# Teaching "If I Don't Give It To You, You Can't Eat It"



## SwimDog (Sep 28, 2014)

Theoretically this is possible. It's a lot of work.

In my experience it's a lot easier to just teach the dog to wear a muzzle (jafco brand is nice for dogs who ingest things). https://www.youtube.com/watch?v=1FABgZTFvHo


----------



## retrieverbear (Jan 19, 2014)

bumping this up - I'm interested in this as well. Our guy won't eat food unless we give it to him (including food that has fallen out of his bowl) but he has put dangerous non food objects into his mouth so this training would be great.


----------



## bixx (Sep 8, 2015)

I've started this particular training with my 5 month old golden Amber. She got it after two tries and has been quite reliable with this command when outside. Quite, because it's a new thing for her and she is still discovering new things each time we walk out...like a small piece of fallen french fry which she put in her mouth at the same time i said leave it. She spat it out immediately so i am somewhat confident that the leave it command is strongly engraved in her follow list.

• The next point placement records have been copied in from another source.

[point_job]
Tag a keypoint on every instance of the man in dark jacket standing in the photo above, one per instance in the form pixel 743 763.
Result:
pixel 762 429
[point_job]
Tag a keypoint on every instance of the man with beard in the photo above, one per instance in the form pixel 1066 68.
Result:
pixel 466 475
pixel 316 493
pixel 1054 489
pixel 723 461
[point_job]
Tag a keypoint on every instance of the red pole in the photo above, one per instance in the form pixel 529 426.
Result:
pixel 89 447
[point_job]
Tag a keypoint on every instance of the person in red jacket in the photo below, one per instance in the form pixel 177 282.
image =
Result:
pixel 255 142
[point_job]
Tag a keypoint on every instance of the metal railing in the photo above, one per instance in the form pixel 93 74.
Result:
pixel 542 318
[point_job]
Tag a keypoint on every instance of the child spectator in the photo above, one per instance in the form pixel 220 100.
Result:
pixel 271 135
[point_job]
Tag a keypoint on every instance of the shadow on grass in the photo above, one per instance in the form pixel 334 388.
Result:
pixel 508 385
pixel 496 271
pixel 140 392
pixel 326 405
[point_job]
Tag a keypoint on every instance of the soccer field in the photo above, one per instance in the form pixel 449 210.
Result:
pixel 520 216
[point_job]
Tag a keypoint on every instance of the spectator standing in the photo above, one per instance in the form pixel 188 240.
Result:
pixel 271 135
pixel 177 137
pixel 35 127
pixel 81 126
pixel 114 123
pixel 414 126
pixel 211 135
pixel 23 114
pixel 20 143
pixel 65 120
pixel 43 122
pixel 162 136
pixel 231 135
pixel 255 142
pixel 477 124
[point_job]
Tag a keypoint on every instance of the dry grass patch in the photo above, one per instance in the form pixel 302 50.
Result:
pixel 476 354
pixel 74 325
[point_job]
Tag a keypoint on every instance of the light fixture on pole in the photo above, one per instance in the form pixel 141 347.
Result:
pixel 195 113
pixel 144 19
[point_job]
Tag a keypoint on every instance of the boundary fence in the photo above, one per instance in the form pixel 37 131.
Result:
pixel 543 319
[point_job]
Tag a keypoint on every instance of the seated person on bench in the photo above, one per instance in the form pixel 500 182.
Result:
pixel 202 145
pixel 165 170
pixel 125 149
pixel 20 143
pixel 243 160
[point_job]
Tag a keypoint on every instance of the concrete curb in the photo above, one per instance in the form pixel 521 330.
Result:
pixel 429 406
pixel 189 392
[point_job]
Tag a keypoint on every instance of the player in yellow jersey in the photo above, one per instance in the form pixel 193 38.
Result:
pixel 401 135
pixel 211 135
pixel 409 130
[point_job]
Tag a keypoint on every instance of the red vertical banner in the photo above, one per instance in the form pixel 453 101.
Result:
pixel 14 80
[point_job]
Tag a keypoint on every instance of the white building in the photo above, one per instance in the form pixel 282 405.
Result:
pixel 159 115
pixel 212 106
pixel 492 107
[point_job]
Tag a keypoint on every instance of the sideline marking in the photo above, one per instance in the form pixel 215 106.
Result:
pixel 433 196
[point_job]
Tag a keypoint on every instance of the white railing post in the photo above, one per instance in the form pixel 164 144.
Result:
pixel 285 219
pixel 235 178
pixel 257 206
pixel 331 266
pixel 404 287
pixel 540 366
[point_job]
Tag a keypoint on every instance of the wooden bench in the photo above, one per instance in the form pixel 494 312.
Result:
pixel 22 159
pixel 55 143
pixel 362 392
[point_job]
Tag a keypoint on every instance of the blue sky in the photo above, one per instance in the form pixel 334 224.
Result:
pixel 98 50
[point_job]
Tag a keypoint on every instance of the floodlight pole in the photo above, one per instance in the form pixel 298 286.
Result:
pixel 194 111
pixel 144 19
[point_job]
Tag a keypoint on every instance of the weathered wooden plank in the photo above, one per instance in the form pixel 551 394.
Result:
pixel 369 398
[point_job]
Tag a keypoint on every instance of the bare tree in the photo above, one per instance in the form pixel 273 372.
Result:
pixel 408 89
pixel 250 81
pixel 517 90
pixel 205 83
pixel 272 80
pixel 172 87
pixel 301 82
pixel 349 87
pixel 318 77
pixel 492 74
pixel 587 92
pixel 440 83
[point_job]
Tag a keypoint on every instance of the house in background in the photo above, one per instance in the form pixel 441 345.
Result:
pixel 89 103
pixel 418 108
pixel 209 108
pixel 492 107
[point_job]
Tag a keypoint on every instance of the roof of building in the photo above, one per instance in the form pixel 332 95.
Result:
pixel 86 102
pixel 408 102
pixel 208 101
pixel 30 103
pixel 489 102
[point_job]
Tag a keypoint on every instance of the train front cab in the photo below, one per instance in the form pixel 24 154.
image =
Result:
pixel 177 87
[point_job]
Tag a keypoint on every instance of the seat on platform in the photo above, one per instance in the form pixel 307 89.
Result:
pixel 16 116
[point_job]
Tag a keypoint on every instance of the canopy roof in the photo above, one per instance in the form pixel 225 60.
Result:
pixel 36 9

She is reliable with sit and down (lying down) commands both verbal and hand signal. So I think it's best that your dog also is reliable with these commands.
I begin with sit command exercise, rewarding her each time.
Then I do the down command and kneel in front of her. I reward her a few times for staying in the down position.
Then I put a kibble in front of her paws and her first instinct was to eat it. I blocked her mouth by putting my hand palm down above the kibble with the command leave it. Note that I am only blocking her nose, not putting a protective cover on the kibble. To take her mind off the kibble on the ground (and my hand block on it), I immediately start rewarding her with kibbles from my hand with the command "take it". So she is actually learning two commands in one go -- leave it and take it. We repeated this twice. By the third time, she was ignoring the kibbles I put in front of her and waiting only for the ones coming from my hand. I've also put kibbles on her paws, blocking her nose if it goes in the direction of the kibbles. And while she's ignoring the kibbles on the ground and looking at me, I am constantly rewarding her with the command ''take it'' each time she gets a kibble from my hand. Now we have graduated to walking around the living room and me dropping really tasty things on the ground for her. The first time I dropped a kibble, I looked to see what she would do. Without a command, her tongue was almost halfway out. I immediately said leave it (and prepared to bend down and block her nose) and she did leave it without me needing to block. I praised her for this (good girl!), along with the take it command with a kibble as a reward at the end of our little walk around the coffee and dining table. Practice the command during walks out. It's a little challenging when they are still young because they HAVE to smell and chew everything, but once they learn this, they do "leave it", whatever it is, albeit..with a little difficulty. If they put dangerous non food stuff in their mouth, I suggest practicing with objects instead of kibble (but don't forget to reward with kibble!). Don't ever use their regular toys for this exercise. A plastic bottle for example is very tempting to them, so you will need an extra tasty treat to get them focused on you and the leave it command. 

hope this helps!


----------



## amandac (May 4, 2015)

Google Susan Garrett's "It's Yer Choice". She basically teaches leave-it without having to say the words. I think it is a better way because, in the dog's mind, if you don't tell them not to eat something (the leave-it command) then it is fair game. There are lots of you tube videos on line and it was pretty easy to train my girl Zoey.


----------



## Driggsy (Jun 12, 2014)

thank you for the replies!


----------